Ungeachtet aller Gefahren, welche die Walroßjagd im Gefolge hat, verringert der Menſch
die Herden von Jahr zu Jahr; denn der Nutzen des erlegten Thieres iſt ſehr bedeutend. Aus
den Hauzähnen, welche hart, weiß und ſo dicht wie Elfenbein ſind, ſchneidet man falſche Zähne,
welche ihrer Güte halber hoch geſchätzt ſind. Die Haut wird als Ueberzug bei den Segelſtangen
und den Tauen der Schiffe angewandt oder in Riemen geſchnitten und zu Seilen geflochten. Jn
älteren Zeiten wurden faſt alle Taue auf den Schiffen der nördlichen Länder nur aus dieſer Haut
gefertigt. Durch Gerben läßt ſie ſich in ein weiches, lockeres Leder verwandeln, welches zuweilen
über einen Zoll dick, jedoch bei weitem nicht ſo nützlich und dauerhaft, als die Rohhaut iſt.
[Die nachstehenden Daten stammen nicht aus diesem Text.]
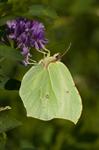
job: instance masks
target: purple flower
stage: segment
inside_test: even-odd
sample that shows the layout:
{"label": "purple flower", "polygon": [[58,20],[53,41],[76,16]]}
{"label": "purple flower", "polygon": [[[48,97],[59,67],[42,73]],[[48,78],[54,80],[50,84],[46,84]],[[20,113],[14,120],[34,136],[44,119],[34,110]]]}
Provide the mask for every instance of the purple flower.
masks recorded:
{"label": "purple flower", "polygon": [[45,38],[45,27],[38,21],[19,18],[8,21],[7,27],[8,37],[15,41],[17,48],[21,49],[25,63],[28,63],[30,48],[41,50],[48,43]]}

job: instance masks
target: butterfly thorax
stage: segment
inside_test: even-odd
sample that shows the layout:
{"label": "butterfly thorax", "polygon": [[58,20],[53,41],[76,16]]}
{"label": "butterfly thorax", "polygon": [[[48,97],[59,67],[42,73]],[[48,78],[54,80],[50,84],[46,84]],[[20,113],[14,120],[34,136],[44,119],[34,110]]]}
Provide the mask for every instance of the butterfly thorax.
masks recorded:
{"label": "butterfly thorax", "polygon": [[50,63],[55,63],[60,61],[60,53],[56,53],[53,56],[47,56],[40,61],[40,64],[43,64],[44,68],[48,68]]}

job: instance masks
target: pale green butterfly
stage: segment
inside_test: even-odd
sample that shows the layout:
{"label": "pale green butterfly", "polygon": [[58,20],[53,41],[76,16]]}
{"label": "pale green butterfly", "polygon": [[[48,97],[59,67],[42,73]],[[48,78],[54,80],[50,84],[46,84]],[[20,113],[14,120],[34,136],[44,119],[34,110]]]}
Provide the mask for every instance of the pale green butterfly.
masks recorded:
{"label": "pale green butterfly", "polygon": [[77,123],[82,102],[60,54],[46,56],[24,75],[19,94],[27,116],[41,120],[63,118]]}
Die
Koräken fertigen, wie Steller berichtet, Walfiſchnetze aus der Haut, die Tſchuktſchen gebrauchen
ſie zur Bedeckung ihrer Sommerwohnungen oder zur Bekleidung ihrer Kähne, welche ſonſt nur
noch aus dem Holzgerüſt beſtehen. Auch das Fleiſch wird gegeſſen, wenn auch nur von Denen,
welche erſt den Ekel vor deſſen ſchwarzer Farbe überwunden haben; dagegen ſind Herz und Leber
wirklich ſchmackhaft. Der Speck kann zur Fettigung von Speiſen verwendet oder in Lampen ge-
brannt werden. Aus den Sehnen machen die Grönländer ſich Faden zum Nähen u. ſ. w. Die bei-
den Hauzähne ſind aber immer das Werthvollſte: man gewinnt aus ihrem Verkauf ebenſoviel, als
durch Verwerthung des Speckes und der Haut zuſammen.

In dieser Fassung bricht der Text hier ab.